German molecular biologist and biophysicist (born 1946)

Wolfgang P. Baumeister (born 22 November 1946, in Wesseling bordering Cologne) is a German molecular biologist and biophysicist. His research has been pivotal in the development of Cryoelectron tomography.

==Education and career==
After completing his Abitur, Wolfgang Baumeister studied biology, chemistry, and physics from 1966 to 1967 at the University of Münster and from 1967 to 1969 at the University of Bonn. At the Heinrich Heine University Düsseldorf he was a graduate student from 1970 to 1973 and a research associate from 1973 to 1980 in the department of biophysics. He received his Promotion in 1973 and his Habilitation in 1978. From 1981 to 1982 he was a Heisenberg Fellow at the physics department of the Cavendish Laboratory of England's University of Cambridge.

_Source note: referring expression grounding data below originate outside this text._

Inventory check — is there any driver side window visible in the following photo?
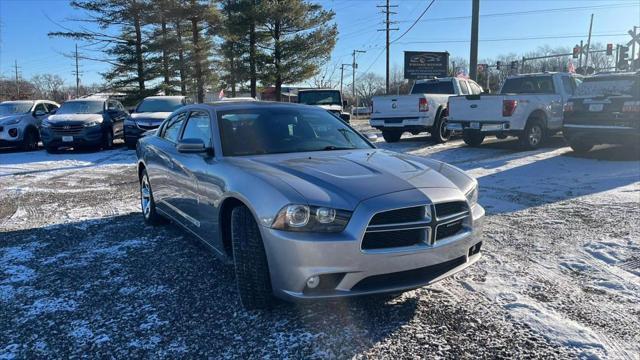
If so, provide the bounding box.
[161,113,187,143]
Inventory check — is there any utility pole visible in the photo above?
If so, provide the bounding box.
[14,60,20,99]
[469,0,480,81]
[340,64,351,95]
[351,50,366,111]
[584,14,593,69]
[76,44,80,98]
[578,40,583,68]
[376,0,398,94]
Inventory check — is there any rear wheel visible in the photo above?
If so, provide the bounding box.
[231,206,273,310]
[520,120,545,150]
[431,116,451,144]
[462,131,484,147]
[569,140,593,154]
[22,128,39,151]
[382,130,402,142]
[140,169,164,225]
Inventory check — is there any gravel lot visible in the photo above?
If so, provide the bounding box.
[0,122,640,359]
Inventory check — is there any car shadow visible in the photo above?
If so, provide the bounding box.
[0,214,422,358]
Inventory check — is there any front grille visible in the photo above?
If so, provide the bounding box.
[435,201,468,219]
[436,219,464,241]
[369,206,425,225]
[351,256,467,291]
[362,228,426,250]
[51,125,84,135]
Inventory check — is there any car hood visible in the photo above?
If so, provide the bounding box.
[131,112,171,123]
[47,114,102,124]
[232,149,462,209]
[0,114,24,125]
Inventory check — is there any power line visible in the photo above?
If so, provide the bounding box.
[392,0,436,43]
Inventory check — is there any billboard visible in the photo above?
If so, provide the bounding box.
[404,51,449,79]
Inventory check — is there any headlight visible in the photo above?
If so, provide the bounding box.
[465,182,478,206]
[84,121,101,127]
[271,204,351,232]
[4,117,22,125]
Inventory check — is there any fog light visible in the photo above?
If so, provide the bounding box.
[307,275,320,289]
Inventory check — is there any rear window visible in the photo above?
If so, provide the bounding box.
[576,75,640,96]
[500,76,555,94]
[411,80,455,95]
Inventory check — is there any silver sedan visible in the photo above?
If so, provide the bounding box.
[136,102,484,309]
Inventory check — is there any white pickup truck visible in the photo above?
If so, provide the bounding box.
[369,78,482,143]
[447,73,581,149]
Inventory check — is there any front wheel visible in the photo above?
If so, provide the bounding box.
[382,130,402,143]
[22,129,39,151]
[231,206,273,310]
[140,170,164,225]
[462,131,484,147]
[431,116,451,144]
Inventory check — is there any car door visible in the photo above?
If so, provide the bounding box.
[176,110,223,253]
[146,112,187,217]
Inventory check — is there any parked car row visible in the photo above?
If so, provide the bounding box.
[0,96,190,152]
[447,72,640,152]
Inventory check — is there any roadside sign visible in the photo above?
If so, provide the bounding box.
[404,51,449,79]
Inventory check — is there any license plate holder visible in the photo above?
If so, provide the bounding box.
[589,104,604,112]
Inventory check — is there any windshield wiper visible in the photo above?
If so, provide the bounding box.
[323,145,356,151]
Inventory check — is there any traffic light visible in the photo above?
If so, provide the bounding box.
[573,45,580,59]
[620,46,629,60]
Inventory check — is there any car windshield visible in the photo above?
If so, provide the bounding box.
[136,98,183,112]
[500,76,555,94]
[218,106,372,156]
[575,76,640,96]
[411,80,454,95]
[0,101,33,116]
[56,101,104,114]
[298,90,342,105]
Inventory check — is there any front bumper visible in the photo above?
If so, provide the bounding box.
[40,125,104,147]
[262,189,484,300]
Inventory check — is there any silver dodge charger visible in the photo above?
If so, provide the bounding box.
[136,101,484,309]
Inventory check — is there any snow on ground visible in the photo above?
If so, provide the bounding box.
[0,128,640,359]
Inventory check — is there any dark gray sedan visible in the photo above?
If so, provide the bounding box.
[137,102,484,308]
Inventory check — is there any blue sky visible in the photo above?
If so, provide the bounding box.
[0,0,640,85]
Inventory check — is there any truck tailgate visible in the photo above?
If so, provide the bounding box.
[371,95,424,119]
[449,95,504,121]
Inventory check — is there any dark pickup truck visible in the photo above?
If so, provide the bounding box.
[562,72,640,153]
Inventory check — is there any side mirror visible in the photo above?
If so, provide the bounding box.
[176,138,209,154]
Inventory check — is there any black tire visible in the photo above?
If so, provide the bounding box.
[140,169,165,225]
[462,131,484,147]
[124,139,137,150]
[102,129,113,150]
[21,128,40,151]
[431,114,451,144]
[231,206,274,310]
[519,119,546,150]
[382,130,403,143]
[568,140,594,154]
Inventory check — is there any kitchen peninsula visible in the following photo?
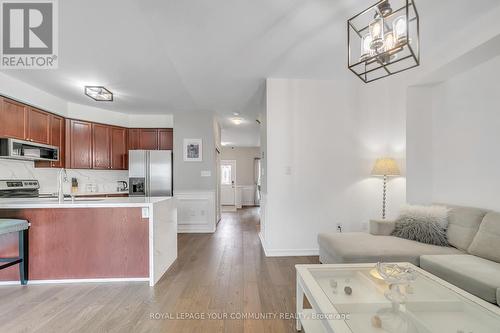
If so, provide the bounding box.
[0,197,177,286]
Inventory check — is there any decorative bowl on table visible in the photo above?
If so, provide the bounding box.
[370,262,418,333]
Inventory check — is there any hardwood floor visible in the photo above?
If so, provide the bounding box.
[0,208,318,333]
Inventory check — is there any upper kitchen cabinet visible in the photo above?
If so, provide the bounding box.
[66,119,93,169]
[158,128,174,150]
[111,127,128,170]
[128,128,141,150]
[35,114,65,168]
[92,124,111,169]
[50,115,66,168]
[25,107,50,145]
[0,98,27,140]
[128,128,173,150]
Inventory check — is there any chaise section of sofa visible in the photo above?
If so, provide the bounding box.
[318,232,463,266]
[318,205,500,305]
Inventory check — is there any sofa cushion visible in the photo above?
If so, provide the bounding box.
[446,205,488,251]
[370,220,396,236]
[318,232,463,265]
[420,254,500,303]
[468,212,500,262]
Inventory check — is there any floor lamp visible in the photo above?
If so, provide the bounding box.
[371,157,401,220]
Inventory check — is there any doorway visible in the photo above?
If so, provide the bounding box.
[220,160,236,211]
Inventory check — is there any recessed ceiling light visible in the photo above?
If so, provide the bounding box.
[85,86,113,102]
[231,117,243,125]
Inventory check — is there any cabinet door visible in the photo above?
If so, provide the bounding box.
[35,115,65,168]
[26,108,50,145]
[111,127,128,170]
[0,98,27,140]
[50,115,65,168]
[66,120,92,169]
[158,128,174,150]
[128,128,141,150]
[92,124,111,169]
[140,128,158,150]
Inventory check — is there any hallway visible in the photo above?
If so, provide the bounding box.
[0,208,318,333]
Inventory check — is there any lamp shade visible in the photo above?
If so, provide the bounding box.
[371,157,401,176]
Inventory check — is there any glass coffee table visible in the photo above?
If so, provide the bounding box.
[295,263,500,333]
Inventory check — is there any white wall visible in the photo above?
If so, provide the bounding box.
[174,111,216,192]
[221,147,260,186]
[263,79,405,255]
[408,57,500,210]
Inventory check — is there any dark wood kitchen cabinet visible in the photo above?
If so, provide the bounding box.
[158,128,174,150]
[111,127,128,170]
[0,97,27,140]
[128,128,174,150]
[128,128,141,150]
[25,107,50,145]
[92,124,111,169]
[66,119,92,169]
[35,114,65,168]
[140,128,158,150]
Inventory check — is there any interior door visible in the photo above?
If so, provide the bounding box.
[220,160,236,206]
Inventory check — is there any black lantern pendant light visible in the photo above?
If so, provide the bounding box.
[347,0,420,83]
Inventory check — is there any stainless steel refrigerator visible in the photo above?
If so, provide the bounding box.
[128,150,172,197]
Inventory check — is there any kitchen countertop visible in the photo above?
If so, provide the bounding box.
[0,197,172,209]
[40,190,129,197]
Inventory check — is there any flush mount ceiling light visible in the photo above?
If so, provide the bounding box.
[85,86,113,102]
[231,117,243,125]
[347,0,420,83]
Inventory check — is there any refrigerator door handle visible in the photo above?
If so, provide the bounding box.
[144,151,151,197]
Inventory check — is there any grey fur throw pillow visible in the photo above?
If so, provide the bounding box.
[391,205,449,246]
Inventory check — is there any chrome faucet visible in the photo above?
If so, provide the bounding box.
[57,168,68,203]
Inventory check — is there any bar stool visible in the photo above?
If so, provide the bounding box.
[0,219,30,285]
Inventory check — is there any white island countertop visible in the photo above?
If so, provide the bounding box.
[0,197,172,209]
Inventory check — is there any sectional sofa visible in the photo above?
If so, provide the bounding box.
[318,205,500,305]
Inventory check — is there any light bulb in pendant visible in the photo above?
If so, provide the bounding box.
[359,34,372,61]
[384,31,396,52]
[392,16,406,44]
[370,17,384,50]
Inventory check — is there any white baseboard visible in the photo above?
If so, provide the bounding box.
[259,232,319,257]
[177,224,215,234]
[0,277,149,286]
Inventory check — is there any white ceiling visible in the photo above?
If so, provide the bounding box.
[7,0,500,145]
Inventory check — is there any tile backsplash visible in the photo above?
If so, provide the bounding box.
[0,159,128,193]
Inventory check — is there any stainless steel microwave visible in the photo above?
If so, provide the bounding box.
[0,138,59,161]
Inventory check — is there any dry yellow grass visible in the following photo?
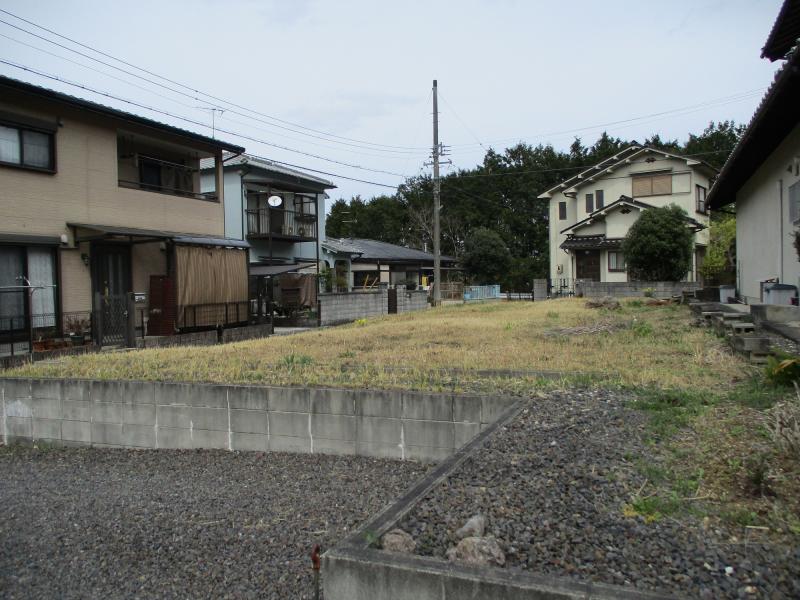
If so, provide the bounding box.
[5,299,745,392]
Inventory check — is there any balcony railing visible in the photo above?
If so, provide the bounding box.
[246,208,317,240]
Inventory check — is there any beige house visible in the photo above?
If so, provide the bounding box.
[539,145,715,291]
[708,1,800,304]
[0,77,247,352]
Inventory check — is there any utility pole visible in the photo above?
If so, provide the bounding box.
[433,79,442,306]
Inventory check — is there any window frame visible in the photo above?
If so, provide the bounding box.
[606,250,628,273]
[0,116,57,175]
[694,188,708,215]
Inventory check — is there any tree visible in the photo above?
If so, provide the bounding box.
[700,214,736,284]
[622,204,693,281]
[463,227,511,285]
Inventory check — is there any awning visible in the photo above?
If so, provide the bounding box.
[250,263,314,277]
[67,223,250,248]
[0,233,61,246]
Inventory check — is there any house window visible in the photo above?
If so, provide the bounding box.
[0,246,57,333]
[789,181,800,223]
[608,250,625,272]
[0,123,55,172]
[632,173,672,198]
[694,185,706,214]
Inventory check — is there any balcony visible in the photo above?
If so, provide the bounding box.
[245,208,317,242]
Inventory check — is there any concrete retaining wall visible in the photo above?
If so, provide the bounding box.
[319,288,389,325]
[0,378,512,461]
[397,286,428,313]
[575,281,700,298]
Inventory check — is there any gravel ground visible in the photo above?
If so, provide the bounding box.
[0,447,426,599]
[400,391,800,599]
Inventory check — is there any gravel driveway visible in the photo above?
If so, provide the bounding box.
[400,391,800,599]
[0,447,426,599]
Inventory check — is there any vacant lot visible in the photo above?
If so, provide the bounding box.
[8,299,743,393]
[0,447,425,600]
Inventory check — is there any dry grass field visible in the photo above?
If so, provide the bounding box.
[6,299,746,393]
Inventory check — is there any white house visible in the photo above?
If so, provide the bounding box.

From 1983 to 1987 he was group leader (with rank C3, Professor Extraordinarius) of the "Molecular Structural Biology" working group at the Max Planck Institute of Biochemistry in Martinsried near Munich. The MPI's research department of "Molecular Structural Biology" does research involving molecular biological structures revealed by electron microscopy, cryoelectron tomography, protein and cell structure, and protein degradation He was an außerplanmäßiger Professor from 1984 to 1987 at the University of Düsseldorf and is since 1987 an außerplanmäßiger Professor in the Faculty of Chemistry of the Technical University of Munich. Since 1988 he is the head of the Max Planck Institute of Biochemistry's department of structural biology. Since 2000 he has also been an honorary professor in the Faculty of Physics of the Technical University of Munich.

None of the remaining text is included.